Monday, August 27, 2012

An 8 year-old

Today we celebrate Nathan-Raegan's 8th birthday. Actually we've been celebrating all weekend, no all month. Someone in our family decided we have birthday months instead of days. So Happy Birthday Day Rae-Rae! Last night Kerry and I were going through old pictures of the little man, it was fun and sad to trace his life up to this point with photos. One of my favorite was taken when I had just returned from my first trip back to Kenya. He was too young to remember me being gone and yet a little shocked to see me in person. Another, one that I will cherish for a lifetime, is of Dad (Allen) and him devouring a bag of popcorn together. I didn't realize when I took the picture that it would be the last time they would be together. Funny, Reagan still to this day can put a bag of popcorn away faster than any 8 year-old I know. His grandfather would be proud. It got me thinking....will heaven be this way. Will we sit before our Maker, our Judge and revisit old photos that captured our lives journey? I think I remember some revival speaker somewhere in my teen years using this as a scare tactic to make me walk the straight and narrow, or come up front and rededicate my dedication. But in a not scary way, in a peaceful, thank you for the blessings, thank you for the grace, thank you for the saving times of You Father God. I wonder if it we'll have that with Him? If you know me I'm not a big theological thinker. I choose to "trust God and do the next thing", as my father used to say.
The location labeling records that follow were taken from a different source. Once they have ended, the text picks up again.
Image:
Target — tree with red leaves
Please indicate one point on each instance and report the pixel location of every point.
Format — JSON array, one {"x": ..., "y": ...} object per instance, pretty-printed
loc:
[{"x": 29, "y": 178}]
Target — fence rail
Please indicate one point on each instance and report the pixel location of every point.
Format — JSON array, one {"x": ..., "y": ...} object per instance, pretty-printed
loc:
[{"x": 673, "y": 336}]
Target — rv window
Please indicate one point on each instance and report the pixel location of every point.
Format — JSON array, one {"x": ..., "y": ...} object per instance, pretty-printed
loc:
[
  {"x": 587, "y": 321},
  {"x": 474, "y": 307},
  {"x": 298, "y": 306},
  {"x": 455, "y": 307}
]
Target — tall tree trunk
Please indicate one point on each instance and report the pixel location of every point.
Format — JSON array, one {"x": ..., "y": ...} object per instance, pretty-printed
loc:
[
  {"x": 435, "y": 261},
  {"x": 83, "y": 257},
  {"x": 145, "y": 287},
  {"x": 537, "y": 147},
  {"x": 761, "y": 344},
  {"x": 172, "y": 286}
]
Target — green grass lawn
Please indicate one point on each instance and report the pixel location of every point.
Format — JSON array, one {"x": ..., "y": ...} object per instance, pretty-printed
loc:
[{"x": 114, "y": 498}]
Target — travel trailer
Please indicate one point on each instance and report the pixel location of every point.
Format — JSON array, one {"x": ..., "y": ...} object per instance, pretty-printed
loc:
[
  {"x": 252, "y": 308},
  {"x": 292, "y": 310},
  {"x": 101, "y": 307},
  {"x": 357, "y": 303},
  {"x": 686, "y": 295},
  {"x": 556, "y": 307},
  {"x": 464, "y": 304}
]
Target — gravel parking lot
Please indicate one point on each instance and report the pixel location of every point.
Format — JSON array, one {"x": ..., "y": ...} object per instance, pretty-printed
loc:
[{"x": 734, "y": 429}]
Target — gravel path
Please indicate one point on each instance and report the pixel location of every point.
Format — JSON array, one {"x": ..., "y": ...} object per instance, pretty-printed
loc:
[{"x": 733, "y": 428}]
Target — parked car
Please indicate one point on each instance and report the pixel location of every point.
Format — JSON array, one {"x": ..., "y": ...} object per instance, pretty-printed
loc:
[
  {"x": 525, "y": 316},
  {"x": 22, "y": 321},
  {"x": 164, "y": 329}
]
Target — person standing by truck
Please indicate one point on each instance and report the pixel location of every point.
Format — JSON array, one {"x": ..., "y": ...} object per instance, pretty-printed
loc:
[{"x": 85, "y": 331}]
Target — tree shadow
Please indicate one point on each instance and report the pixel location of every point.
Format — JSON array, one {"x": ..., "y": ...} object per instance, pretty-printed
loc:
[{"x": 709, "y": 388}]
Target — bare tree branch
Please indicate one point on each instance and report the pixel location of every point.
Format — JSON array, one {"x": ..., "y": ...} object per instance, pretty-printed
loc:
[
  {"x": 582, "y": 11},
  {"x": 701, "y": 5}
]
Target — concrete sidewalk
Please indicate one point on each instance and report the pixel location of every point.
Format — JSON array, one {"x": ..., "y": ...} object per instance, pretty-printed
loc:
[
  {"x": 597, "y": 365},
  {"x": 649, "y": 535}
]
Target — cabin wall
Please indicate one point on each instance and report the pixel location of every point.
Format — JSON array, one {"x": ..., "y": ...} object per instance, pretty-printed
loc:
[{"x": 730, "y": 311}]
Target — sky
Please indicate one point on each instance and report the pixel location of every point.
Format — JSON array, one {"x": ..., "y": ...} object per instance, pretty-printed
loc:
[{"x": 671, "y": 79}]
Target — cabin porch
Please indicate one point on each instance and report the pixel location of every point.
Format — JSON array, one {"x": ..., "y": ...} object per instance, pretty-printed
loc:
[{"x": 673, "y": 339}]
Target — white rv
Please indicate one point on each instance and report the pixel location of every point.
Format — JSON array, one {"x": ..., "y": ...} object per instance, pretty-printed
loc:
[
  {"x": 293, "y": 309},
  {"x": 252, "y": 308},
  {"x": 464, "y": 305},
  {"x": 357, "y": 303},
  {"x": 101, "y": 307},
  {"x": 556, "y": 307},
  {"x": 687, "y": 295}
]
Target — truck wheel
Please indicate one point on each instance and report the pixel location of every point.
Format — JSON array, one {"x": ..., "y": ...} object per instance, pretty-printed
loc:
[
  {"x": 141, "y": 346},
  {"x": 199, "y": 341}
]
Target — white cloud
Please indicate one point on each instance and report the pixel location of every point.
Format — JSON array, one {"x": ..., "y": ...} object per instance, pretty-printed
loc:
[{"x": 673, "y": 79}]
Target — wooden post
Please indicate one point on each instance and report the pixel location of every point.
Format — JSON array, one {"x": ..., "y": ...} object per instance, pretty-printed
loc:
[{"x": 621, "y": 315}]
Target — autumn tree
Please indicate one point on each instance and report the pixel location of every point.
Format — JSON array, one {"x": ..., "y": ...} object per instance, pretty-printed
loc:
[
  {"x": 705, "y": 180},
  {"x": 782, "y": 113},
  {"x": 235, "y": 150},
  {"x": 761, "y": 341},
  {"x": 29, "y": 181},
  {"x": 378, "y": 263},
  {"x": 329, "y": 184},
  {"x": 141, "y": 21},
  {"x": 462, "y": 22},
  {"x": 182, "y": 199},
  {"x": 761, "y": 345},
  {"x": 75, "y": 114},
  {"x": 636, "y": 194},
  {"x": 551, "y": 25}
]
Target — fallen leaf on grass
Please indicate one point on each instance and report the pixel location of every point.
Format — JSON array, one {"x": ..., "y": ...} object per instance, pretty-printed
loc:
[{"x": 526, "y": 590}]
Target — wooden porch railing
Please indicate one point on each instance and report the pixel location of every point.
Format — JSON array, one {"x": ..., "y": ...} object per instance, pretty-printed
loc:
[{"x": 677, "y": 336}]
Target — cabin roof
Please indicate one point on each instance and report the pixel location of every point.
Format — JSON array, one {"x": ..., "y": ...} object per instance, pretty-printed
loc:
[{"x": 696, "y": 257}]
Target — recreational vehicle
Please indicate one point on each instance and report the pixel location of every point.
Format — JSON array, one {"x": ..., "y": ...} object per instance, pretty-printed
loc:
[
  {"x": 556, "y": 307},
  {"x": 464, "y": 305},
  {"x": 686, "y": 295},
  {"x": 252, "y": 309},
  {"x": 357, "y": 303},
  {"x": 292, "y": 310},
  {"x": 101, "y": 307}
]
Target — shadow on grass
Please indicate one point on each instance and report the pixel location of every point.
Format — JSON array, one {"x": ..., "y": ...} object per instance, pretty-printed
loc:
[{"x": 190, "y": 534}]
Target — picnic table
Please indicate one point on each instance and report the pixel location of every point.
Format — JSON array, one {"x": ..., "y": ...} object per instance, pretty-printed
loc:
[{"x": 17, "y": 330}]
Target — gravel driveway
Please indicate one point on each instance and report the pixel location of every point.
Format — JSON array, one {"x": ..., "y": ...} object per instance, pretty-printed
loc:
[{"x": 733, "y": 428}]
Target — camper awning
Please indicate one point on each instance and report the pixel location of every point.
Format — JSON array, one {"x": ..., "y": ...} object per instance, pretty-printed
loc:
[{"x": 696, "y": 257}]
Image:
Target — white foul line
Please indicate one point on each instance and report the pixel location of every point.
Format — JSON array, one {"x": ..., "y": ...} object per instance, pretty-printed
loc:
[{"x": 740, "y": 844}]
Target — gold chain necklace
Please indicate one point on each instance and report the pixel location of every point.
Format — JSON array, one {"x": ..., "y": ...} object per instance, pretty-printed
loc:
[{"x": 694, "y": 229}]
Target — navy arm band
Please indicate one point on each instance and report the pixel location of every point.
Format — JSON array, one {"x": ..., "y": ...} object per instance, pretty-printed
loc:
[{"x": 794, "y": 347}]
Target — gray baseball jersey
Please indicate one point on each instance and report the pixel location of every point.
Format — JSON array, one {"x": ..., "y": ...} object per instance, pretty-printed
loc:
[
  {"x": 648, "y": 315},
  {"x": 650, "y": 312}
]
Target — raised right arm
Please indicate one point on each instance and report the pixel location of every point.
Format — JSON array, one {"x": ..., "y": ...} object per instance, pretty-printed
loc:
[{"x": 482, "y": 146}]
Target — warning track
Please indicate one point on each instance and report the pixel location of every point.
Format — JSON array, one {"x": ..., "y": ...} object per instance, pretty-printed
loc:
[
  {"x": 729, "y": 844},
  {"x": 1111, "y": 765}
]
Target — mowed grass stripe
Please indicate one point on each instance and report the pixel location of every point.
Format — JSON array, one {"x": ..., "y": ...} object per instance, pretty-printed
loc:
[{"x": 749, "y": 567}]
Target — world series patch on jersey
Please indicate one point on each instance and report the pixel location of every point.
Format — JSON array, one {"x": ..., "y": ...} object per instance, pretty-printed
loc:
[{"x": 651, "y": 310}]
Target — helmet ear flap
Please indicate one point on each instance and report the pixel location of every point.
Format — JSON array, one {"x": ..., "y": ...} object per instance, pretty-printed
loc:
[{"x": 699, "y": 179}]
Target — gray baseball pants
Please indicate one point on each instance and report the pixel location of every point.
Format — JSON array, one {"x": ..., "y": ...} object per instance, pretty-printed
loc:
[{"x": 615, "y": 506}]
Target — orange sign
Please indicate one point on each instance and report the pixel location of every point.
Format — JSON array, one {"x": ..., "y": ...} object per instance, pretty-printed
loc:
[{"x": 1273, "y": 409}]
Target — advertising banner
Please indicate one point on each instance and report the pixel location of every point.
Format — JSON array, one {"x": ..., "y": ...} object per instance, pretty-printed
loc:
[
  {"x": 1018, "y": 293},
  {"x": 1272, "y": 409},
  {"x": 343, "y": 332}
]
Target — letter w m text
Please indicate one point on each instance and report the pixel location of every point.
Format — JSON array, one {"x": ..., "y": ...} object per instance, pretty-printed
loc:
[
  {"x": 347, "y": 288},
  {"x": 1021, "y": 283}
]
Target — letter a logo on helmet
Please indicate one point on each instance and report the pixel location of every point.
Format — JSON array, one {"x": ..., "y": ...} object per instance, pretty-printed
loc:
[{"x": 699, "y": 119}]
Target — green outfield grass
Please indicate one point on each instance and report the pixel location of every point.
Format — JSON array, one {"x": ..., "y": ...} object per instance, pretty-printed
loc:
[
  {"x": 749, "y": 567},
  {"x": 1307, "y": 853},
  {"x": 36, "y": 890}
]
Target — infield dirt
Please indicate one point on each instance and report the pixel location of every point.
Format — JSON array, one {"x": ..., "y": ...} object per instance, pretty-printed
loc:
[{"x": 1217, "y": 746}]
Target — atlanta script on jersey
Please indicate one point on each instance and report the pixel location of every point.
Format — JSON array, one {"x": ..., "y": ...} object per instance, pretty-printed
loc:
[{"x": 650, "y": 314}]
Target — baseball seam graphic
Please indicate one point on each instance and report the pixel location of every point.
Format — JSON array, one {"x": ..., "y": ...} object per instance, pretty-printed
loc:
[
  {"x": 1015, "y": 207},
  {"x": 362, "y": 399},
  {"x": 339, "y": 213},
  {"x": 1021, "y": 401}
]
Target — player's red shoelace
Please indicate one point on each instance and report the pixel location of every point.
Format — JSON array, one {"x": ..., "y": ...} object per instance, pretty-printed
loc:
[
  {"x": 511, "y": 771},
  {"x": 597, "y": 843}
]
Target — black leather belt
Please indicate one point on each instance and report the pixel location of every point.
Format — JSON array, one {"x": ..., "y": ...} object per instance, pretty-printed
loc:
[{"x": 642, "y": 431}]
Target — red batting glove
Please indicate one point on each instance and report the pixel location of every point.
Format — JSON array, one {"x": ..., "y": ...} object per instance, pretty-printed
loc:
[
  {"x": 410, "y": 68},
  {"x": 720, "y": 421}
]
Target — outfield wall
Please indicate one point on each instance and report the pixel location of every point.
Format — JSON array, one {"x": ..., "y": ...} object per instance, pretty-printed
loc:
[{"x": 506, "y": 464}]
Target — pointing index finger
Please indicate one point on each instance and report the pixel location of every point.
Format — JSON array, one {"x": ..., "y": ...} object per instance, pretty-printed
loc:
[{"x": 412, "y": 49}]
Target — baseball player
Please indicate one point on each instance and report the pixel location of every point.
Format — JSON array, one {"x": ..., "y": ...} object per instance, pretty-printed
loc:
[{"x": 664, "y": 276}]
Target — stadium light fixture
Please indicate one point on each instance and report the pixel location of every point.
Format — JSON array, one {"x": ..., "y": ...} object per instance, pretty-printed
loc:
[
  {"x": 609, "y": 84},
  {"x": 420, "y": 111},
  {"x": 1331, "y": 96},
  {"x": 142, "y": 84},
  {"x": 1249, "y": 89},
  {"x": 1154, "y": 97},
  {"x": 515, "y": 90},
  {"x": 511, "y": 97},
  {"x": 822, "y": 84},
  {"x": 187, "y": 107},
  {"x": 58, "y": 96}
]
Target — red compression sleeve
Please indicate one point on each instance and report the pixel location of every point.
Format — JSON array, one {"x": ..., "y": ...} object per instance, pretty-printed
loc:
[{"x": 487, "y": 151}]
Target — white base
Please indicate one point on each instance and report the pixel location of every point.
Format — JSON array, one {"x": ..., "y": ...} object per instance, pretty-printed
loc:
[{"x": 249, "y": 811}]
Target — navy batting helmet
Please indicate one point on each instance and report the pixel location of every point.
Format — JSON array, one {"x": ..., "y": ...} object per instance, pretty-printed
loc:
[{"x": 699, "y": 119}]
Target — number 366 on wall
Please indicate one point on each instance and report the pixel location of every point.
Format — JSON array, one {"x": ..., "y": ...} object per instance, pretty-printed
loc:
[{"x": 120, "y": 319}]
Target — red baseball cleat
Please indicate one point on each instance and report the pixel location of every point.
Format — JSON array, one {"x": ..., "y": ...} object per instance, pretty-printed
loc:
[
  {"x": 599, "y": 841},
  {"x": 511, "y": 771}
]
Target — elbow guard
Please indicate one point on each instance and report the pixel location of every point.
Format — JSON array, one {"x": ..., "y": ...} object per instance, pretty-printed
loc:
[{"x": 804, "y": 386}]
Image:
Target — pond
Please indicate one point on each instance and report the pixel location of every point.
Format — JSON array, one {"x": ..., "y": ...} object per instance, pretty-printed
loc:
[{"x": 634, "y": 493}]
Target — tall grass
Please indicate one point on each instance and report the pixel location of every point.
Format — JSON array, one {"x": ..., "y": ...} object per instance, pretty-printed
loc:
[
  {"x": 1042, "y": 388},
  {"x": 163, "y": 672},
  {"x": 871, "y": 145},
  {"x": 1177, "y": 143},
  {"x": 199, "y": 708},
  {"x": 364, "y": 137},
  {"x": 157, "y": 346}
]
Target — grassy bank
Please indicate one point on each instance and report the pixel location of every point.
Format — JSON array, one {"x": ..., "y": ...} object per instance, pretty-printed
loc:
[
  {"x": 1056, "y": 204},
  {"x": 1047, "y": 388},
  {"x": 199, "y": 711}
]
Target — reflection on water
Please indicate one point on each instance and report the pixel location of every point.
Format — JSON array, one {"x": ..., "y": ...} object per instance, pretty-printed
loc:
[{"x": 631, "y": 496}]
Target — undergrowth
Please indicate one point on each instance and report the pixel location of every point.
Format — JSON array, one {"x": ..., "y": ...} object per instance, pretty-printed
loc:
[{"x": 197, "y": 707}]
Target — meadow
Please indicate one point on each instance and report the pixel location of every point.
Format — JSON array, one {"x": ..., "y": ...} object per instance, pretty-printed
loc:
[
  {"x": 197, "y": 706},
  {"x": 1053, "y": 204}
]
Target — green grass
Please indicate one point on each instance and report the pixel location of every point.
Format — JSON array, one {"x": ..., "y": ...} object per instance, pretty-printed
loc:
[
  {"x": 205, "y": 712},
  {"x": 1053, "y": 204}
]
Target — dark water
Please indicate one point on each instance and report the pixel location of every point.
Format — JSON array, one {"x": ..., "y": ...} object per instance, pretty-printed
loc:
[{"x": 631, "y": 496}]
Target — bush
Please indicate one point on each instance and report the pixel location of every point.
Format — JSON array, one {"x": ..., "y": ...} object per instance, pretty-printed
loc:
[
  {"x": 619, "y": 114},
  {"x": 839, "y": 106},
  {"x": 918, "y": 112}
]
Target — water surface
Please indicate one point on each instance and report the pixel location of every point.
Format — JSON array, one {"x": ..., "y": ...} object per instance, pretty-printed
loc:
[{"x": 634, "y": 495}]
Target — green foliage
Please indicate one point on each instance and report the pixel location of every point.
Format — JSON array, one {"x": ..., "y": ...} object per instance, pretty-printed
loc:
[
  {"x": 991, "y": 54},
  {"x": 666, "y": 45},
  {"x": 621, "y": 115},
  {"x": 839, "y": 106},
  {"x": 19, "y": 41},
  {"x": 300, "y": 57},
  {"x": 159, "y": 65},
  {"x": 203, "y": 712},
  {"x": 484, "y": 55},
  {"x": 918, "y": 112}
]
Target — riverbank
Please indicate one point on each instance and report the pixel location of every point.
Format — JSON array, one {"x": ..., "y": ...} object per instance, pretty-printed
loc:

So I won't be pondering this long or diving into scripture for the next week looking for answers. It just struck me, how will I celebrate life with my Jesus? If I do or if I don't is ok by me, but it does remind me to stop and look at the picture of my life today, yesterday, last week. Stop and thank Him for making life so much fun even in the face of the trials of life, because where else would I rather be than with my 8 year-old, his sister and mother?! Be blessed today as you think of the photos of your life.